A expressão “voz da razão” é recorrente, quase um clichê, em reportagens sobre o autor na imprensa ocidental. Como é esperado dele, Oz responde a perguntas sobre política recente com serenidade e agudeza, mas também com certa impaciência. Seu desejo é falar da nova criação ficcional. “Qualquer taxista pode dar uma conferência sobre a política no Oriente Médio. Mas só eu escrevi Judas”, diz.
Falemos, então, de Judas. O título do romance é esse na maior parte das traduções ocidentais, mas, no original, seria O Evangelho segundo Judas — ocorre que em hebraico o nome Judas (Iehuda) é muito comum, e não levanta, por si só, as conotações de traição a que a palavra está associada no mundo cristão. Apesar do título, esse não é um livro centrado em eventos bíblicos. Embora admire O Evangelho segundo Jesus Cristo, do português José Saramago, Oz diz que não queria escrever sobre “personagens que vestem túnica e sandálias e vivem entre cabras”. A história se passa na Jerusalém moderna, entre 1959 e 1960, quando a cidade ainda estava dividida, com uma zona controlada pela Jordânia.
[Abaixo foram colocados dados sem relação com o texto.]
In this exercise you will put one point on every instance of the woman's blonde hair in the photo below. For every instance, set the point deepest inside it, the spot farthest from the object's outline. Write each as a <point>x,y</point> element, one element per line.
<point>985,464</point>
O jovem Oz viveu nessa Jerusalém conflituada e define a experiência como “claustrofóbica”. O protagonista é um jovem e atrapalhado estudante, Shmuel Asch, que tem vagos planos de escrever uma tese sobre como os judeus, ao longo da história, viram a figura de Jesus Cristo. A tese empaca; quase ao mesmo tempo, Shmuel é abandonado pela namorada e perde o sustento, pois seus pais passam por sérias dificuldades financeiras. Há algo de cômico no azar do personagem (Oz permitiu-se um fugaz mas satisfeito sorriso quando o entrevistador lhe disse que Shmuel lembrava uma criação humorística do russo Nikolai Gógol), mas ele ao mesmo tempo é dotado de inteligência e sensibilidade. Shmuel aceita uma estranha oferta de emprego e moradia como acompanhante de um idoso e idiossincrático intelectual, Guershom Wald — que, mais do que um cuidador, precisa de um interlocutor, alguém que escute suas perorações sobre a natureza criminosa de todas as crenças e ideologias redentoras (Shmuel, de início socialista e admirador da então recente revolução cubana, aos poucos vai absorvendo esse ceticismo). Na casa, mora ainda a impetuosa e independente Atalia, viúva de Micha, o filho de Wald. O pai de Atalia, Shaltiel Abravanel, fora um excêntrico militante sionista: acreditava que Israel não deveria ser uma nação independente, mas um território sob mandato internacional, onde viveriam lado a lado árabes e judeus. Por essas ideias heterodoxas (e irreais), ele acaba expulso do movimento sionista. Sai com a pecha de traidor: reaparece o tema de Judas.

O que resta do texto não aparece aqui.